Arabesque Management, the Anglo-German investment management firm, was recently described as the 'A Tesla of finance.’ Arabesque integrates environmental, social and governance data with quantitative investment strategies. Central to Arabesque’s investment process is the integration of non-financial ESG information into fundamental and quantitative financial models based on ‘... providing a portrait of the future of a company’s ability to generate cash flow and profits.’

Osmosis, a UK-registered Investment Management LLP, developed their own proprietary MoRE (Model of Resource Efficiency) assessment methodology based on an organizations natural resource efficiency. The theory behind the model is that the characteristics of strong management is reflected in the focus on long-term economics, environmental and social sustainability. One theory baked into the methodology is that the efficient use of energy and water, and the minimization of waste are proven economic indicators of an organizations efficiency leading to improved financial returns. Osmosis believes that it can identify those businesses by objectively and quantifiably identifying sustainable behavior in the management and culture of an organization.

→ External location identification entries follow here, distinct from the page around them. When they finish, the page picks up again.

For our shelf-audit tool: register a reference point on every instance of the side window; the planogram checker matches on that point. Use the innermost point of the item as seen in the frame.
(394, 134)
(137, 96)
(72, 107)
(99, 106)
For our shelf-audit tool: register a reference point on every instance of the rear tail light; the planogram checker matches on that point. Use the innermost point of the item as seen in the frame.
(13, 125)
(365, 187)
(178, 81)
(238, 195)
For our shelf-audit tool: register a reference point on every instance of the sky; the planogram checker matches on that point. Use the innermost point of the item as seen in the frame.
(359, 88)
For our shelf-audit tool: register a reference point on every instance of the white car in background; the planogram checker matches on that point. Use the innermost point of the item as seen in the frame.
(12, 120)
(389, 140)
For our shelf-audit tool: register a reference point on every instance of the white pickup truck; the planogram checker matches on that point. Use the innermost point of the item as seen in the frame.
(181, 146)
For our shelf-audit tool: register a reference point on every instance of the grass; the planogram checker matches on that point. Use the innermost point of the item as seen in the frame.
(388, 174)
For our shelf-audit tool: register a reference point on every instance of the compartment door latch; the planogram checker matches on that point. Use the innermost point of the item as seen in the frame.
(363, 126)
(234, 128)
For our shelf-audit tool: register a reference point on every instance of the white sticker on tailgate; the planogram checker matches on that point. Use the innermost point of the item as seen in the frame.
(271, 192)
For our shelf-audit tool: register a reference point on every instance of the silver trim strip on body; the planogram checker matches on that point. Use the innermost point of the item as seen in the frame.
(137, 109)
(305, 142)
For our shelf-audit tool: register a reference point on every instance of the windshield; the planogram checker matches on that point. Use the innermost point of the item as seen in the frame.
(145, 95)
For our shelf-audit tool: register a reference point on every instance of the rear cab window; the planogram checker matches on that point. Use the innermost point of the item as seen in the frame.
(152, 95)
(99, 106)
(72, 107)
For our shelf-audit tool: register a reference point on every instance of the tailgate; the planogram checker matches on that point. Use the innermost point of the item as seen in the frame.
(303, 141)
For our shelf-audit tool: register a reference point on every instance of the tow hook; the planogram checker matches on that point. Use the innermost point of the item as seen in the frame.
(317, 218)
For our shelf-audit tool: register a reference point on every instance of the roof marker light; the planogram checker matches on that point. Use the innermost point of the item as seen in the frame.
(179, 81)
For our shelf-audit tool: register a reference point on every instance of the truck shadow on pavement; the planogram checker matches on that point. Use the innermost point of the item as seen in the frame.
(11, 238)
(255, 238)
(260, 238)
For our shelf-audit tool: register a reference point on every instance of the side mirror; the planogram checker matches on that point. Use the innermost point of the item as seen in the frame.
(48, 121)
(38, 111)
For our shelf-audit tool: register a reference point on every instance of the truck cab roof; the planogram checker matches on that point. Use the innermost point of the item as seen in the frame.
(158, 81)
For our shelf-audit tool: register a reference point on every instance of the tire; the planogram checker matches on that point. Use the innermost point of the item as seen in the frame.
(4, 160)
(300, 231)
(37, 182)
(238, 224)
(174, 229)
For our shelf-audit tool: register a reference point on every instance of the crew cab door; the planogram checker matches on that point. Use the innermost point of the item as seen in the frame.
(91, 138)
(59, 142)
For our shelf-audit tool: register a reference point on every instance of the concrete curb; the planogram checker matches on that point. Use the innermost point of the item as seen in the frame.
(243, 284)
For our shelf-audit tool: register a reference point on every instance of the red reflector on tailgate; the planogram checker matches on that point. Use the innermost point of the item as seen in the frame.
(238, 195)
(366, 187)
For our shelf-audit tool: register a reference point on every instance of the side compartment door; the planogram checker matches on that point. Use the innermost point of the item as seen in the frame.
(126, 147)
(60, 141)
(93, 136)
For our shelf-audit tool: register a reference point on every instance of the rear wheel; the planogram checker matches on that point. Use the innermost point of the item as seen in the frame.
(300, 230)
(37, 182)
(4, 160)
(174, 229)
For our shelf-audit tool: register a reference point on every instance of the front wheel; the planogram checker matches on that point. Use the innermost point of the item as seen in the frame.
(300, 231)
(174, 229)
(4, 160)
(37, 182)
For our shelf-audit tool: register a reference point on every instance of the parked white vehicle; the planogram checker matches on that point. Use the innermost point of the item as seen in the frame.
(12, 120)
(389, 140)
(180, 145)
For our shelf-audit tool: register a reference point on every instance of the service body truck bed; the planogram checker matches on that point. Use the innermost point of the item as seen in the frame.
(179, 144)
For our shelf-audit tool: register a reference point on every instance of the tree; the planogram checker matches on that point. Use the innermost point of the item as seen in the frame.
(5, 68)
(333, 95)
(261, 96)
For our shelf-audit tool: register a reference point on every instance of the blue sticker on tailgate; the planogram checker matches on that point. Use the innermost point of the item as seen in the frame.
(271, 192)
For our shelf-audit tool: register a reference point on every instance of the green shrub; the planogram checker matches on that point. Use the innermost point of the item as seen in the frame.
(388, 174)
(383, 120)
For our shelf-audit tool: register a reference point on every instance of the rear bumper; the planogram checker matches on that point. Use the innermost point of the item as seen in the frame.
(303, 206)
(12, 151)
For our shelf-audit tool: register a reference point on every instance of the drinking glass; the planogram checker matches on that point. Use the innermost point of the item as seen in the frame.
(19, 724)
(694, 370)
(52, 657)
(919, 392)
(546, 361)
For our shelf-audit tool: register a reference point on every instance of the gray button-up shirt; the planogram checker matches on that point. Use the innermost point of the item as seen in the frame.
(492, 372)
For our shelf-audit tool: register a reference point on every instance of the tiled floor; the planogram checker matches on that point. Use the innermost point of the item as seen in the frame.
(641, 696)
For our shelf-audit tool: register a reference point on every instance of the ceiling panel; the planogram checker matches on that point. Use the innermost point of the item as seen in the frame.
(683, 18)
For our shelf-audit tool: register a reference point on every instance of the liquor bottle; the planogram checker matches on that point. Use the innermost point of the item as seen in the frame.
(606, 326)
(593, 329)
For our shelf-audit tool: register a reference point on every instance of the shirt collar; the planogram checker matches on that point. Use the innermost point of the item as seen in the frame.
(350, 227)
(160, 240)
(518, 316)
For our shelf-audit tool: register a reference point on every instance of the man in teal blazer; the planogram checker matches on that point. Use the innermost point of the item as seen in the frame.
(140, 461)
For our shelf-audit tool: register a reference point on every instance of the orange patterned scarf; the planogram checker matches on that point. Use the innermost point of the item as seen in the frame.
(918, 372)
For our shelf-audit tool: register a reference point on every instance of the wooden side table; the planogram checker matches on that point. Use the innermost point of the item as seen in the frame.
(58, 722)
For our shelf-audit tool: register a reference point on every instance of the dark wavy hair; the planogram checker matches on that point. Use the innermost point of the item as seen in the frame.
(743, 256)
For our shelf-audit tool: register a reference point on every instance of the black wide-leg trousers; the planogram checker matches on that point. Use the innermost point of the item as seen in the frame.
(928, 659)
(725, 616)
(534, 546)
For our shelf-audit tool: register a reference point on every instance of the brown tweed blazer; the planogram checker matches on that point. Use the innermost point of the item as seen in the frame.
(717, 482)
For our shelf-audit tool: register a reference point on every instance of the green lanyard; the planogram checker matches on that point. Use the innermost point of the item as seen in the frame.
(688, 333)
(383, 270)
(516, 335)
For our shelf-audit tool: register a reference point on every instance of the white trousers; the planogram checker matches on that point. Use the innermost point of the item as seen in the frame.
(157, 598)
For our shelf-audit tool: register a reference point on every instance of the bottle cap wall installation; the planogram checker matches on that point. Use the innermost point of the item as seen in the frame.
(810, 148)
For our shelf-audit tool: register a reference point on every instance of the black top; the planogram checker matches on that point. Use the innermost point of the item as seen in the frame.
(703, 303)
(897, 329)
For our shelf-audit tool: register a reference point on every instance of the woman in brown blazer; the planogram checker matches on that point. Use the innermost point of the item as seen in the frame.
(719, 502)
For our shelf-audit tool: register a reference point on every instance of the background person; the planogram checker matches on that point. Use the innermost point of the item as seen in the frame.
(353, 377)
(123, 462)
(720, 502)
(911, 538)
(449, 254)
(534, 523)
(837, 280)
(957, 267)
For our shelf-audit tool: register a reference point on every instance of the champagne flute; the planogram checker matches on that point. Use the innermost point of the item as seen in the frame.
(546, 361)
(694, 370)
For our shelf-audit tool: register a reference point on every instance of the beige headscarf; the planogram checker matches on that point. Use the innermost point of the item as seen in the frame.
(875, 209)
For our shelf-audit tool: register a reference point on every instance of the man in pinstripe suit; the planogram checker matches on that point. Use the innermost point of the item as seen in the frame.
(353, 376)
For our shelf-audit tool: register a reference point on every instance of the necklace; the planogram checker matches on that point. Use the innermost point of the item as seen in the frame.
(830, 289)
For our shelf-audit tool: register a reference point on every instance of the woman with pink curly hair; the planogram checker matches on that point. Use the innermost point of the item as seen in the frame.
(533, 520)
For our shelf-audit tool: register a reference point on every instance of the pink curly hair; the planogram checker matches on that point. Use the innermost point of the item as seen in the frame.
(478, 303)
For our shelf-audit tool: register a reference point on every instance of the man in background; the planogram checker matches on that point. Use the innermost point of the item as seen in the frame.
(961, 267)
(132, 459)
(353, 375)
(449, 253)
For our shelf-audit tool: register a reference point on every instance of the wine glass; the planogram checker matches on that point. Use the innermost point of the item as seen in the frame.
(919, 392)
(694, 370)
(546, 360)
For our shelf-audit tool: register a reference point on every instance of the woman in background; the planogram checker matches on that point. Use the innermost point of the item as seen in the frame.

The examples above are just a few representative examples of an observed increasing number of asset managers leveraging ESG-related metrics for investment decisions, and shows the increasing role of Integrated Reporting in this context.

Eumedion, representing the interest of institutional investors in the Netherlands, reported recently that more than a third of Dutch listed companies are working towards the adoption of Integrated Reporting.

If you are representing an organization that has not spend time thinking about these trends, this might be the right time to get started. In a world that becomes more and more transparent, every organization needs to report not only the risks to their shareholders, but to all stakeholders and the rest of society.

Many see the US market lagging behind in this thought process, but maybe its time for the leaders across all industries to proactively get more engaged in order to to stay relevant in a shifting landscape.

And to be clear: Existing SEC rules are broad enough to mandate US companies to disclose sustainability information. Many argue that US companies already have an obligation to disclose material sustainability issues to meet existing SEC ruling.

Integrated reporting is where an organization explains how it is going to create value. It is a concise communication of value. It explains how a company will be a viable thriving entity in the short, medium and long term. It is not just about financial profit.’Paul Druckman, CEO, IIRC

Full disclosure: I am an associate of the IIRC and part of the advisory team.